Em meio à Covid-19, queimadas ampliam risco de doenças respiratórias

Em meio à Covid-19, queimadas urbanas amplia risco de doença respiratória crônica, assim na Região Serrana do Rio. A lei de Crimes Ambientais destaca multa e detenção

A combinação entre a Covid-19 e a fumaça gerada pelos incêndios florestais e pelas queimadas urbanas – que acontecem como uma cultura em períodos do ano em cidades da Região Serrana do Rio de Janeiro – ampliam as internações e atendimentos de pessoas que apresentam quadro de doenças respiratórias.

“A soma da Covid-19 com queimadas e incêndios é a tempestade perfeita para termos um pico significativo de aumento de casos e até mortes nos estados por causa de problemas respiratórios”, afirma a pesquisadora das universidades britânicas de Oxford e Lancaster, Erika Berenguer, como aponta um estudo da Fiocruz.

Durante o período de outono e inverno, devido ao ar seco e a falta de chuva, o acúmulo de resíduos provenientes de podas aumenta.
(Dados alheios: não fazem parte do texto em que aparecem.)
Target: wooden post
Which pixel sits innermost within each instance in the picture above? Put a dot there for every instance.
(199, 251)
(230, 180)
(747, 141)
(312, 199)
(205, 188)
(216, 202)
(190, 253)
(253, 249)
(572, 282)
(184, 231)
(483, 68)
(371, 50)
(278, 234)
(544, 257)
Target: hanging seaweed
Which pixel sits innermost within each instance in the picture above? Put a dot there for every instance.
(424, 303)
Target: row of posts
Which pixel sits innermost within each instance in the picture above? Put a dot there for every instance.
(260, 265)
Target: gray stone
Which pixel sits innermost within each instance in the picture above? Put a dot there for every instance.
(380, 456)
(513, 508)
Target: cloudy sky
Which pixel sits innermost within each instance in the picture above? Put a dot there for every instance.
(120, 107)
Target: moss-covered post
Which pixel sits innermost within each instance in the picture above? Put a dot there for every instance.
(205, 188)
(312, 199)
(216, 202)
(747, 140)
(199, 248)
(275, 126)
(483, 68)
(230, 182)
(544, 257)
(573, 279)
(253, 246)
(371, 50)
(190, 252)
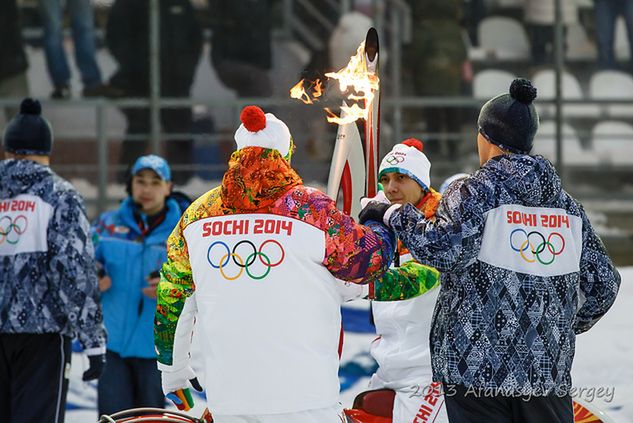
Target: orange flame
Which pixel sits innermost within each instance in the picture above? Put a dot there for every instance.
(299, 93)
(354, 79)
(318, 89)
As queimadas se tornam mais corriqueiras nas cidades do interior do estado do Rio de Janeiro, gerando poluição do ar e causando transtornos para a maioria dos cidadãos. Portanto, os mais afetados são aqueles que já sofrem com algum tipo de doença respiratória, como bronquite alérgica e asma.
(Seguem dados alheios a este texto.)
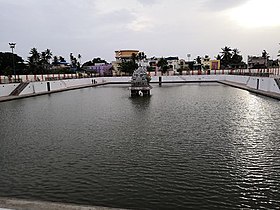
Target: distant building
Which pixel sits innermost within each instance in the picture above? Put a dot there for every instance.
(206, 63)
(215, 64)
(257, 62)
(125, 55)
(173, 63)
(102, 69)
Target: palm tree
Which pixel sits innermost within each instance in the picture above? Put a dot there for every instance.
(163, 65)
(236, 58)
(34, 60)
(80, 58)
(48, 55)
(198, 60)
(226, 56)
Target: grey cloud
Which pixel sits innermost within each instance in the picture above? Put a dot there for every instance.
(217, 5)
(147, 2)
O problema acontece todos os anos, principalmente nas épocas de seca. Moradores limpam o quintal e, por falta de um plano de educação ambiental por parte do poder público, acabam colocando fogo em grandes montes de galhos secos e palhadas. Esse resíduo acaba por se misturar com pneus, garrafas pets, entre outros resíduos sólidos urbanos. Essa fumaça polui o ar e se torna altamente prejudicial para aqueles doentes crônicos.
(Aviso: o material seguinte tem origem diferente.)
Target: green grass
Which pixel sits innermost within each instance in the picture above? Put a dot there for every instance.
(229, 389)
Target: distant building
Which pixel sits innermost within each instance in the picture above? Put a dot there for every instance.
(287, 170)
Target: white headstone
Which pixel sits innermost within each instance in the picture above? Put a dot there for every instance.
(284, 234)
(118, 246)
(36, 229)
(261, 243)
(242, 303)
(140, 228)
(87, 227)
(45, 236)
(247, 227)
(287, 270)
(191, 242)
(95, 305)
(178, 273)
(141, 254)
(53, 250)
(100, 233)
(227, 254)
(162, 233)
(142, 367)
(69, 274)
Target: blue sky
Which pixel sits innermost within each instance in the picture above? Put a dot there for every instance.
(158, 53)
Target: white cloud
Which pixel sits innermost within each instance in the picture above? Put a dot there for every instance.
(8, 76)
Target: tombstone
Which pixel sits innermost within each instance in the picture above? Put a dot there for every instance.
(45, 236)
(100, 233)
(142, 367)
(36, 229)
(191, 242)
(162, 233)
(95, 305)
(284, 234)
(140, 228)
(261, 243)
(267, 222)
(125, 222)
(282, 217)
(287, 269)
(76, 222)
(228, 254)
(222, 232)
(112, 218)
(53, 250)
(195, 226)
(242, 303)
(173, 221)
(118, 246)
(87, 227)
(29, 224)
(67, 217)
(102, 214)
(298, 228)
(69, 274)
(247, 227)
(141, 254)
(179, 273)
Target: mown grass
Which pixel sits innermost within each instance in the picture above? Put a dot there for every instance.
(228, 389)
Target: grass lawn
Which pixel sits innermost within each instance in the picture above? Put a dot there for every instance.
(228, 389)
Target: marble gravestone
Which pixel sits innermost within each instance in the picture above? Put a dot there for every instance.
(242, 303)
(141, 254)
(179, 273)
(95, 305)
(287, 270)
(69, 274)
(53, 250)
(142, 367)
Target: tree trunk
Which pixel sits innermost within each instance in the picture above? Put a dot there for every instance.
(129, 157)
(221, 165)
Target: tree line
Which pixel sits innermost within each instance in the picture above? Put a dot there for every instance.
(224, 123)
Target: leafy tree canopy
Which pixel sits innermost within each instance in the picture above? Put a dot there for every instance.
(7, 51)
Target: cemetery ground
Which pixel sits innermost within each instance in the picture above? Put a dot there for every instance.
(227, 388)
Doença respiratória crônica

A fumaça das queimadas costuma afetar principalmente as crianças, ainda que tenha impacto também na saúde de idosos – que são grupo de risco para a Covid-19. A fumaça pode ser uma espécie de gatilho para o início de uma doença respiratória crônica.

A pesquisadora Sandra Hacon, da Escola Nacional de Saúde Pública da Fiocruz, explica que as crianças são mais vulneráveis à fumaça das queimadas, porque o pulmão ainda está em desenvolvimento. “A criança começa a apresentar um quadro de redução da função pulmonar e isso traz problemas como asma”. A perda de função pulmonar atinge ainda, segundo Hacon, a cognição e o aprendizado das crianças em idade escolar.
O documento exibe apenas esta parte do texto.